Group II Introns Designed to Insert into Therapeutically Relevant DNA Target Sites in Human Cells

See allHide authors and affiliations

Science  21 Jul 2000:
Vol. 289, Issue 5478, pp. 452-457
DOI: 10.1126/science.289.5478.452


Mobile group II intron RNAs insert directly into DNA target sites and are then reverse-transcribed into genomic DNA by the associated intron-encoded protein. Target site recognition involves modifiable base-pairing interactions between the intron RNA and a >14-nucleotide region of the DNA target site, as well as fixed interactions between the protein and flanking regions. Here, we developed a highly efficientEscherichia coli genetic assay to determine detailed target site recognition rules for the Lactococcus lactis group II intron Ll.LtrB and to select introns that insert into desired target sites. Using human immunodeficiency virus–type 1 (HIV-1) proviral DNA and the human CCR5 gene as examples, we show that group II introns can be retargeted to insert efficiently into virtually any target DNA and that the retargeted introns retain activity in human cells. This work provides the practical basis for potential applications of targeted group II introns in genetic engineering, functional genomics, and gene therapy.

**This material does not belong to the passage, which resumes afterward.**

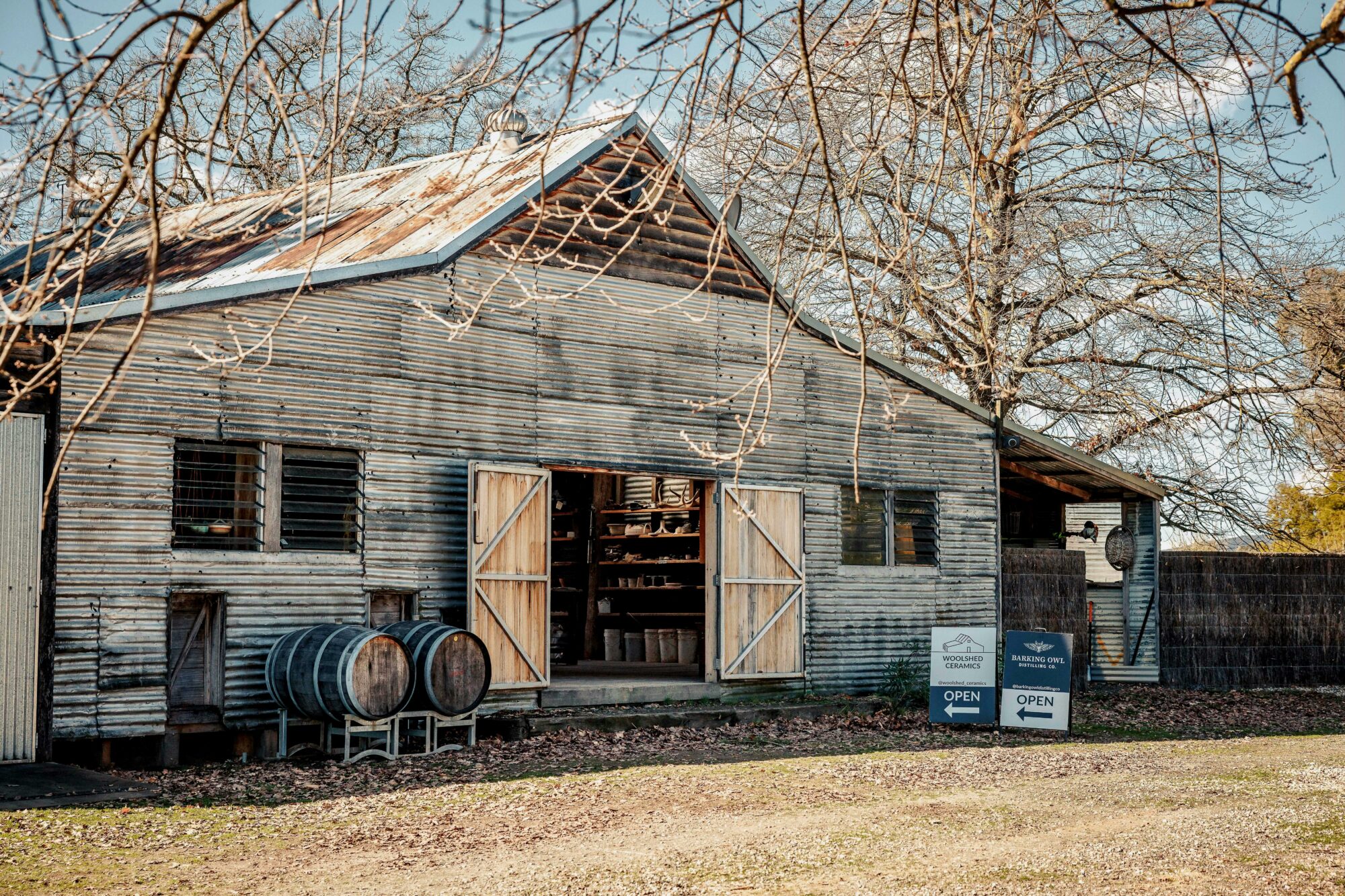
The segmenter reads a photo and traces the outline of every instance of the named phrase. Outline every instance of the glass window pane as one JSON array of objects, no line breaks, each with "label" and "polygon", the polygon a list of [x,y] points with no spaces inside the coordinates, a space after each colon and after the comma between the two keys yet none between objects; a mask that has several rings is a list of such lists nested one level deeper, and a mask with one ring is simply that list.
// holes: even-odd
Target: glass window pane
[{"label": "glass window pane", "polygon": [[939,563],[939,504],[933,492],[892,493],[892,562]]},{"label": "glass window pane", "polygon": [[172,545],[261,547],[261,447],[245,442],[174,445]]},{"label": "glass window pane", "polygon": [[888,539],[886,493],[882,489],[841,489],[841,563],[846,566],[882,566]]}]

Group II introns are catalytic RNAs that function as mobile genetic elements by inserting directly into target sites in double-stranded DNA (1, 2). This mobility is mediated by a multifunctional intron-encoded protein (IEP) that has reverse transcriptase (RT), RNA splicing (maturase), and DNA endonuclease activities (2–5). After translation, the protein promotes RNA splicing, presumably by facilitating formation of the catalytically active intron RNA structure. It then remains associated with the excised intron to form a ribonucleoprotein (RNP) complex, which has DNA endonuclease/integrase activity. In homing, the major mobility pathway, the excised intron RNA in this complex reverse-splices into a specific target site in double-stranded DNA (6–8). The associated IEP then cleaves the opposite strand in the 3′ exon of the DNA target, 9 or 10 nucleotides (nt) downstream of the intron insertion site, and uses the 3′ end of the cleaved strand as a primer to reverse-transcribe the inserted intron RNA. The resulting cDNA copy of the intron is incorporated into the recipient DNA primarily by recombination mechanisms in yeast mitochondria (7) and by repair mechanisms in bacteria (8). Homing frequencies approach 100% for both fungal mitochondrial and bacterial introns (7,8).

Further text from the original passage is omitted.